Mi sono interrogato, spesso, sul decorso della mia vita. Sul suo esordio al buio e la sua fine, anch’essa poco chiara.

Ho sempre creduto che il mio continuo itinerario, attraverso regioni e stagioni diverse, fosse un’avventura da scoprire, fatta di tanti momenti chiari e oscuri, belli e brutti. Una cosa sola ho continuamente voluto fare: non permettermi di vivere senza quelle ragioni che mi offriva il percorso. Ho capito che i ponti sono molto di più che ricongiungere rive opposte. Essi mi aprivano la comprensione della diversità delle sponde che separano gli uomini e dell’urgenza di un contattarsi senza alienamenti. Ho visto anche come in qualunque parte c’è una cosa che appare e un’altra che traspare.
Come nelle acque vi è una vita nascosta ma, allo stesso tempo, un guizzare di esseri sempre pronti a non lasciarsi imbrigliare da rotte preconfezionate. Mi sono spinto a pensare alla libertà che, però, è navigare senza mai uscire fuori dall’acqua. Un vivere in modo orizzontale, in qualunque direzione, ma senza mai varcare i limiti oltre i quali incontrerei la morte.

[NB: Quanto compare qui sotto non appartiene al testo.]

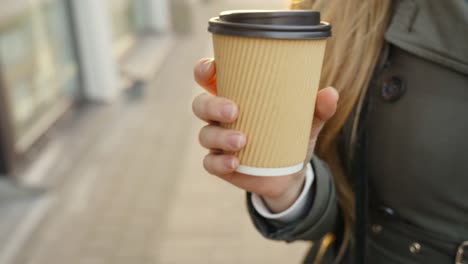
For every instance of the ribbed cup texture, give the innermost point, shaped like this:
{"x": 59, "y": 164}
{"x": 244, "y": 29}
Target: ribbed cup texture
{"x": 274, "y": 82}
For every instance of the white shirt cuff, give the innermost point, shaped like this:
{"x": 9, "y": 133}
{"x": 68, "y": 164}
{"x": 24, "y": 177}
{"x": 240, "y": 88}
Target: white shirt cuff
{"x": 292, "y": 213}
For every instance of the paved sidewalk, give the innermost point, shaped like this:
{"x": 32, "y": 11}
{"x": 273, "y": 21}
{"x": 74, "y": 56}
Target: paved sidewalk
{"x": 136, "y": 192}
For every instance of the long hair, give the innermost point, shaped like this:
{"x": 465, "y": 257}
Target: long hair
{"x": 351, "y": 56}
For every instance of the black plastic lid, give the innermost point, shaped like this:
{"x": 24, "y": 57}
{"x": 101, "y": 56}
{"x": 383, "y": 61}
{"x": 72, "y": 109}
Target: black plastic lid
{"x": 271, "y": 24}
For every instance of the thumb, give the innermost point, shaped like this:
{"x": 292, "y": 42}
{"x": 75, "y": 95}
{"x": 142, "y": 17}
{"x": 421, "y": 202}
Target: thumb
{"x": 205, "y": 74}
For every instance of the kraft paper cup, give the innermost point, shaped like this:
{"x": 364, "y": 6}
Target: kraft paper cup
{"x": 269, "y": 63}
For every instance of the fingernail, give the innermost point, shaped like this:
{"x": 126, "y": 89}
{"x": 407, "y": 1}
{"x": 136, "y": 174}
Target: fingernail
{"x": 238, "y": 141}
{"x": 206, "y": 66}
{"x": 233, "y": 164}
{"x": 229, "y": 111}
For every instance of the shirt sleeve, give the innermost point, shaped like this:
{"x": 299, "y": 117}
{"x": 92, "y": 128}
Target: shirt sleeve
{"x": 320, "y": 216}
{"x": 295, "y": 211}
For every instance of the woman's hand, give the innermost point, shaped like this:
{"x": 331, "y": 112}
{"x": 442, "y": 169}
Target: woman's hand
{"x": 278, "y": 192}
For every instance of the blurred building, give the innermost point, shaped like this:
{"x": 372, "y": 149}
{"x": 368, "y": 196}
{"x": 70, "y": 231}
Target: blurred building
{"x": 55, "y": 53}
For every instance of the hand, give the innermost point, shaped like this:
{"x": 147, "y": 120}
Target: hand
{"x": 278, "y": 192}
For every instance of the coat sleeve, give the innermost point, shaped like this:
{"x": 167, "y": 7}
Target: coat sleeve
{"x": 320, "y": 218}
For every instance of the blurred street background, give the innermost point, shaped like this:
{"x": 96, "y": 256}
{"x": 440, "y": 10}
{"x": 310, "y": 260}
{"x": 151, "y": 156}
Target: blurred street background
{"x": 99, "y": 156}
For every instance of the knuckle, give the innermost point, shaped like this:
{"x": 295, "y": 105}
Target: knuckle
{"x": 207, "y": 163}
{"x": 197, "y": 103}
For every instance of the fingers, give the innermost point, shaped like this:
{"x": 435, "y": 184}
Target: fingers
{"x": 212, "y": 108}
{"x": 327, "y": 100}
{"x": 205, "y": 75}
{"x": 215, "y": 137}
{"x": 325, "y": 108}
{"x": 220, "y": 164}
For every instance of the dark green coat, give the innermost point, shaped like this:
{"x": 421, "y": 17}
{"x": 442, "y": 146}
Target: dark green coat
{"x": 416, "y": 130}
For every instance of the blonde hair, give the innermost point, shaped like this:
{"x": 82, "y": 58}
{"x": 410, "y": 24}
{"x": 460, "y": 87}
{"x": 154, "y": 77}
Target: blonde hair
{"x": 351, "y": 56}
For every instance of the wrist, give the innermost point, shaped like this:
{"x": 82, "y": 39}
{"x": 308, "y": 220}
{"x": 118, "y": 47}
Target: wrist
{"x": 286, "y": 199}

Ma ho anche visto esperienze di animali che occupano lo spazio delle acque, ma che hanno anche la possibilità di sostare sull’asciutto, con l’apparenza di meditare.
Mi son detto se questa non fosse anche la rappresentazione in cui vive l’uomo che trova posti e tempi per interiorizzare, anche se, all’apparenza, si avvicina molto a quelle tartarughe immobili, con la testa volta a guardare la luce.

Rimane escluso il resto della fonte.